Opinion | Afghanistan’s ho-hum poll outcome1 min read . Updated: 23 Dec 2019, 04:32 PM IST
Democratic elections in Afghanistan have been under the world’s watch ever since the Taliban were ousted from power by a US-led coalition
Ashraf Ghani appears set to win a second term as Afghanistan’s president, going by preliminary results announced on Sunday. According to the country’s election commission, the incumbent won 50.6% of the 1.82 million votes cast in the September 2019 election, while his main opponent Abdullah Abdullah got just 39.5%. Since there were several reports of alleged irregularities during the polling, it remains unclear if the interim result announced enjoys sufficient credibility among Afghans at large. The long delay has not been a good advertisement for the election commission either.
If Ghani does get a second term, he would get the authority he has long sought to demand a leading role in peace talks with the Taliban in the war-ravaged country. Whether he will smoothly be able to assume office, though, is doubtful. Under Afghan electoral laws, preliminary results can be appealed, and the narrow margin by which Ghani has averted a run-off poll means that such challenges could be numerous. Two other facts could compound the uncertainty: Abdullah seems unwilling to concede the election and a date hasn’t been set for the final result.

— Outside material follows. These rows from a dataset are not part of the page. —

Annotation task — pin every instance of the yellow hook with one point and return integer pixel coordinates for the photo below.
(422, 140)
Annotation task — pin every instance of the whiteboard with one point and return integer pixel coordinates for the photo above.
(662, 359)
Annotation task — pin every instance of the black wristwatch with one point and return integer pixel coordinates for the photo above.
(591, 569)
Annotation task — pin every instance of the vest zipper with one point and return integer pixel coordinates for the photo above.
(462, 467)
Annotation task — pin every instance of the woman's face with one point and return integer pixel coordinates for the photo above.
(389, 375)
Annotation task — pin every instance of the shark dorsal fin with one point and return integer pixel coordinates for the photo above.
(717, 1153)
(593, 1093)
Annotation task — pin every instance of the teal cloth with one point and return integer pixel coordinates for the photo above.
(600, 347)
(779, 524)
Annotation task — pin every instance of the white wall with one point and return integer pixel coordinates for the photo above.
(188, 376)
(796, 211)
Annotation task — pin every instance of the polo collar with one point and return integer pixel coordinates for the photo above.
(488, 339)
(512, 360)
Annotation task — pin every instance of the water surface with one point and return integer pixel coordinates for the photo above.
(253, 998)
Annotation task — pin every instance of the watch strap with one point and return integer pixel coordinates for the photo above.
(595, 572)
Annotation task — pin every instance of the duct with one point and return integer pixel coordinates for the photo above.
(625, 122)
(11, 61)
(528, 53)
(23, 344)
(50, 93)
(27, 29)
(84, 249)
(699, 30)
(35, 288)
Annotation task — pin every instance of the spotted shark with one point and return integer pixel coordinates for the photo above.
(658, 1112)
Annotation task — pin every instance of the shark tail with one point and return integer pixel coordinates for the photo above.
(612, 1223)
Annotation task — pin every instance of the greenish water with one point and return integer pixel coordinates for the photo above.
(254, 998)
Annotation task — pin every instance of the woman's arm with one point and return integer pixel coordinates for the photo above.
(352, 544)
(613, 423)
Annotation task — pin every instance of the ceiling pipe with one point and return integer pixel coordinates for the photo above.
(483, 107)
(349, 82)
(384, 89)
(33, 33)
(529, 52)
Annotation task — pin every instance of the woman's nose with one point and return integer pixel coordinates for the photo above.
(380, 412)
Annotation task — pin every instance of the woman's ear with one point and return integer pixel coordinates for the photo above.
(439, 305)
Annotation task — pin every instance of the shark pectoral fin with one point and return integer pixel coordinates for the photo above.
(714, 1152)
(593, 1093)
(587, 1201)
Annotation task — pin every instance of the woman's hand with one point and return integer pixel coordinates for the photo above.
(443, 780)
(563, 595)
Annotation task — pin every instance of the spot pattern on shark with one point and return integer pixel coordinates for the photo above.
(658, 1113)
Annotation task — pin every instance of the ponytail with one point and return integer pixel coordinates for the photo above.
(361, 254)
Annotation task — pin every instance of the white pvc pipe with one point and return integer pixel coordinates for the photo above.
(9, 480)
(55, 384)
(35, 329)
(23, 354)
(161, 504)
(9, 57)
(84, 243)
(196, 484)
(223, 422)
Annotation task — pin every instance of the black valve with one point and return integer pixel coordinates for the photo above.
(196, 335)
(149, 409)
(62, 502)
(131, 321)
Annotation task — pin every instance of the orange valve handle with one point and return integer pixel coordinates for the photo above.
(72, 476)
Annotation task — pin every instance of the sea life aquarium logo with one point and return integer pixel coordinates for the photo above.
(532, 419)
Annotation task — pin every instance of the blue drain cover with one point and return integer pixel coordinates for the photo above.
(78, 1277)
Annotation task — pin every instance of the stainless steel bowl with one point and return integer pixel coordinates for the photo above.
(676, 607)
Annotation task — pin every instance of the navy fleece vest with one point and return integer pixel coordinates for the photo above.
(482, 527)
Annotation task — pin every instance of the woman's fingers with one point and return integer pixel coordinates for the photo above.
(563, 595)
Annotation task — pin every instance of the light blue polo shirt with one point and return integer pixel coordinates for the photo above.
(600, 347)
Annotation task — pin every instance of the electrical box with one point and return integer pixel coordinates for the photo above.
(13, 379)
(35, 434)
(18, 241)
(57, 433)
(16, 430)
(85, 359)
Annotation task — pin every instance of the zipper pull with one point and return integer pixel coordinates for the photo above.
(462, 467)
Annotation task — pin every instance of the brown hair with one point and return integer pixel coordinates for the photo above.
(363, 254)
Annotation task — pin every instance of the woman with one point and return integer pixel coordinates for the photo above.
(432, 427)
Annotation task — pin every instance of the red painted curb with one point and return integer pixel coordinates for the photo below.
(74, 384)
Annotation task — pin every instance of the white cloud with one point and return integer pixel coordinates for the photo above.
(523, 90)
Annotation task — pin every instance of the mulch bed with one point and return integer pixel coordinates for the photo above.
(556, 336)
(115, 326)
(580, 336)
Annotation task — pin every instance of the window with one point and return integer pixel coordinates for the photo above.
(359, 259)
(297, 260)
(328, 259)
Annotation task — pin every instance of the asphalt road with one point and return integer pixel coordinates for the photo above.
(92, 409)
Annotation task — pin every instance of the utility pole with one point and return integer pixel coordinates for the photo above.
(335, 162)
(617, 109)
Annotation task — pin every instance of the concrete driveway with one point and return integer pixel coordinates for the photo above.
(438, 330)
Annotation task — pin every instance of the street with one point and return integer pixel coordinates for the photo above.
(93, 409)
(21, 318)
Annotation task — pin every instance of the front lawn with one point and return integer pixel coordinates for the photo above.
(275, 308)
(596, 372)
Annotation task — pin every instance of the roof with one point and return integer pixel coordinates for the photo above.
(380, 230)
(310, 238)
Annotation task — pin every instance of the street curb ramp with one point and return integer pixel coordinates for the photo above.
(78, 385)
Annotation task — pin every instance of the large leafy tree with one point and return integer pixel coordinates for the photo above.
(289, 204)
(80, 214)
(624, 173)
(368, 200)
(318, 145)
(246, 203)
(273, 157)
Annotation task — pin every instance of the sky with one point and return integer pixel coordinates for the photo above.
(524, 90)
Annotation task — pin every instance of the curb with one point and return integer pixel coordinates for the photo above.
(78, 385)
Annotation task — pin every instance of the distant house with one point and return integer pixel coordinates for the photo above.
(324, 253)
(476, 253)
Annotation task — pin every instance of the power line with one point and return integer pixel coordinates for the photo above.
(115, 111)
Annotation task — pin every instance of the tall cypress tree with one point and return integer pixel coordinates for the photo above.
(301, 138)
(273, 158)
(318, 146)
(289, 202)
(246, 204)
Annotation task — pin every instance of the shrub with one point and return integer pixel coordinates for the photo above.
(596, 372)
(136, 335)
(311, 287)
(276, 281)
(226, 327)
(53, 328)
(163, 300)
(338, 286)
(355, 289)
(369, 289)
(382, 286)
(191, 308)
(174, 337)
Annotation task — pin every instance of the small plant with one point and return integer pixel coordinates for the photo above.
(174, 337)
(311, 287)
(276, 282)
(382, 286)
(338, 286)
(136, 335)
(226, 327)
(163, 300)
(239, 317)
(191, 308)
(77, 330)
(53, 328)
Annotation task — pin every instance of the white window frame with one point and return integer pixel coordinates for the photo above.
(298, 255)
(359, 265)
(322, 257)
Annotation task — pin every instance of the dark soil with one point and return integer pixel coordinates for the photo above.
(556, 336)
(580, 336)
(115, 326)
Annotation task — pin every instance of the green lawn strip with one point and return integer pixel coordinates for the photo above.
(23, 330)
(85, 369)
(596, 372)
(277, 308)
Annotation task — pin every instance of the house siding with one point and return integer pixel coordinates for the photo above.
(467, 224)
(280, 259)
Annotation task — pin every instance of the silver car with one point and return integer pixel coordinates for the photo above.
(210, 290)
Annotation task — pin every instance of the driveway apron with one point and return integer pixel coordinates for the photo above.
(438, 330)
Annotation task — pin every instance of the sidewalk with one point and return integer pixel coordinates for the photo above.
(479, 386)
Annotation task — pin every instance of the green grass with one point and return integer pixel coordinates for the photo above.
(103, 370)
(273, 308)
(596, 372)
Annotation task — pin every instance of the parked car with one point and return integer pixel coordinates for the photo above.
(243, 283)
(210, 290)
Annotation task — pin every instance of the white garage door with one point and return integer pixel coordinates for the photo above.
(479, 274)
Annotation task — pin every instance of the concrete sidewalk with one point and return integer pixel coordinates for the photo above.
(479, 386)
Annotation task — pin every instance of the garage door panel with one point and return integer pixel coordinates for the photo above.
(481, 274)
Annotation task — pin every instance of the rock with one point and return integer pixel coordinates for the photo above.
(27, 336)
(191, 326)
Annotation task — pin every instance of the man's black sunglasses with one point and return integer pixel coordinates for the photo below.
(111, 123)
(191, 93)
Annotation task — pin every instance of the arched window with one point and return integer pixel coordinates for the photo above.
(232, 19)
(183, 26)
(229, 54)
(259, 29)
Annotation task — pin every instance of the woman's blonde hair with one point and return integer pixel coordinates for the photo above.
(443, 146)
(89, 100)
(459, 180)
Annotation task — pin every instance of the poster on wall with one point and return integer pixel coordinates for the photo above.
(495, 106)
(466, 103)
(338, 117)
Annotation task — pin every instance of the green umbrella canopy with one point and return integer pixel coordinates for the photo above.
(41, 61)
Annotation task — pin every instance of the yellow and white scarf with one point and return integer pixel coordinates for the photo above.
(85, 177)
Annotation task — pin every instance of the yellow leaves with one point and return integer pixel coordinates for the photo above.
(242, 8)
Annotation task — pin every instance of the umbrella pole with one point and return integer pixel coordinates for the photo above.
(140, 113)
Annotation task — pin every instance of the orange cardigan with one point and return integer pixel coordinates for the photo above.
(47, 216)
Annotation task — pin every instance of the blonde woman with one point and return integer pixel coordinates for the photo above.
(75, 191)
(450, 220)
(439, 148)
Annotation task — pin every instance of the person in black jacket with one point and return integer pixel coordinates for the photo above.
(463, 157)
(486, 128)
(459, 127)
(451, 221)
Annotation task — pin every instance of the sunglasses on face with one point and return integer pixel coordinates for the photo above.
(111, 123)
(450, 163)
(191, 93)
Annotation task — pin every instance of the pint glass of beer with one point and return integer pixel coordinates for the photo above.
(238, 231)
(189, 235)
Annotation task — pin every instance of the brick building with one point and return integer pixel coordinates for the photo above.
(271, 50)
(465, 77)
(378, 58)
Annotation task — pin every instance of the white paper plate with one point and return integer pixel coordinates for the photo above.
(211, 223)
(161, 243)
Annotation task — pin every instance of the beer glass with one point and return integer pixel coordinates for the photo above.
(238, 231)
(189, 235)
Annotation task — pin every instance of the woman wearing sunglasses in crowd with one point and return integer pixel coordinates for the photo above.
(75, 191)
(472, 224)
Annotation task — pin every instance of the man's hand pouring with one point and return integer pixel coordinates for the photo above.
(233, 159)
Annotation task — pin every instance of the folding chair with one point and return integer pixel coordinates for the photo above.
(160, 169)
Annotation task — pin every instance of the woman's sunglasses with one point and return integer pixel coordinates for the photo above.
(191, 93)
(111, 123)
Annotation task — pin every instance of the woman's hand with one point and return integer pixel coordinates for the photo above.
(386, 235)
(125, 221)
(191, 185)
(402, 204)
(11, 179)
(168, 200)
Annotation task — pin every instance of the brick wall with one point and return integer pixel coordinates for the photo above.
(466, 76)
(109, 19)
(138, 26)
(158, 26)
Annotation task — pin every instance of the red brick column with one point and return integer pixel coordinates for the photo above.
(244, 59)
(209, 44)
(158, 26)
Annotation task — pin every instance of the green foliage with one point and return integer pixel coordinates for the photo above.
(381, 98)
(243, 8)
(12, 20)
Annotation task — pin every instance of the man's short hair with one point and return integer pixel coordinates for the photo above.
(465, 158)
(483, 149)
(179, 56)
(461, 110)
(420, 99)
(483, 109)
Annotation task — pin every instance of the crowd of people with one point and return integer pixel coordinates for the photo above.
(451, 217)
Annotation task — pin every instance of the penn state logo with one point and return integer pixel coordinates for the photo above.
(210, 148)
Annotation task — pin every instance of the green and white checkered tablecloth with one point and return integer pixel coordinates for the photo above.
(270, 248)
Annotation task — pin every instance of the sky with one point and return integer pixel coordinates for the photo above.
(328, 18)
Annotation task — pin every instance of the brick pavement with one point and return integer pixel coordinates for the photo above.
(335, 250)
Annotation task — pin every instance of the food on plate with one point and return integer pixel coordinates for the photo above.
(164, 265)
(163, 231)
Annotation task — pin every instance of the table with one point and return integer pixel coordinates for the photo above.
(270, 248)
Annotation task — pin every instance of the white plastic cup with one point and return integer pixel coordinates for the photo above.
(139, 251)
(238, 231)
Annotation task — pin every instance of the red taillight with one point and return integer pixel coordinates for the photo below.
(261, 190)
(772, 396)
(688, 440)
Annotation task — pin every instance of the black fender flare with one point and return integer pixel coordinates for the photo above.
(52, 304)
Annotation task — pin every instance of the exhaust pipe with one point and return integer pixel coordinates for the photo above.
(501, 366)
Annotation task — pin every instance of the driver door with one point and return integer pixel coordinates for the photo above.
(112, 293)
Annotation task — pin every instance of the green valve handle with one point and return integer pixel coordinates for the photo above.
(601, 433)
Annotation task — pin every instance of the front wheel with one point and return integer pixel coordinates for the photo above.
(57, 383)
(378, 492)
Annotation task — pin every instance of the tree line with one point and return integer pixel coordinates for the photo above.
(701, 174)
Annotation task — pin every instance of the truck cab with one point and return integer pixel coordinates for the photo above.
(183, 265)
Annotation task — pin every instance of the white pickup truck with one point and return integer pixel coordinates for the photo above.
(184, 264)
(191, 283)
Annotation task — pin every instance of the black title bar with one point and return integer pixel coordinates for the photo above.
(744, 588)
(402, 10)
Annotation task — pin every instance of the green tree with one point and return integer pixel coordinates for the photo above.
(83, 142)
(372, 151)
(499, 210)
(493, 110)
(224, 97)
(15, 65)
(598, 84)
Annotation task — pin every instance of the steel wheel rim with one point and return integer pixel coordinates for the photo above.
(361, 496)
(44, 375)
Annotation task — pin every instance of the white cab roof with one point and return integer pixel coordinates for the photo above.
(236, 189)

Democratic elections in Afghanistan have been under the world’s watch ever since the Taliban were ousted from power by a US-led coalition. But with every election, the spirit of democracy has taken a beating. The latest one was tarnished by a low voter turnout and charges of election fraud. What the US seems most keen on nowadays, however, is a channel of communication with the Taliban. And opening one is not proving easy.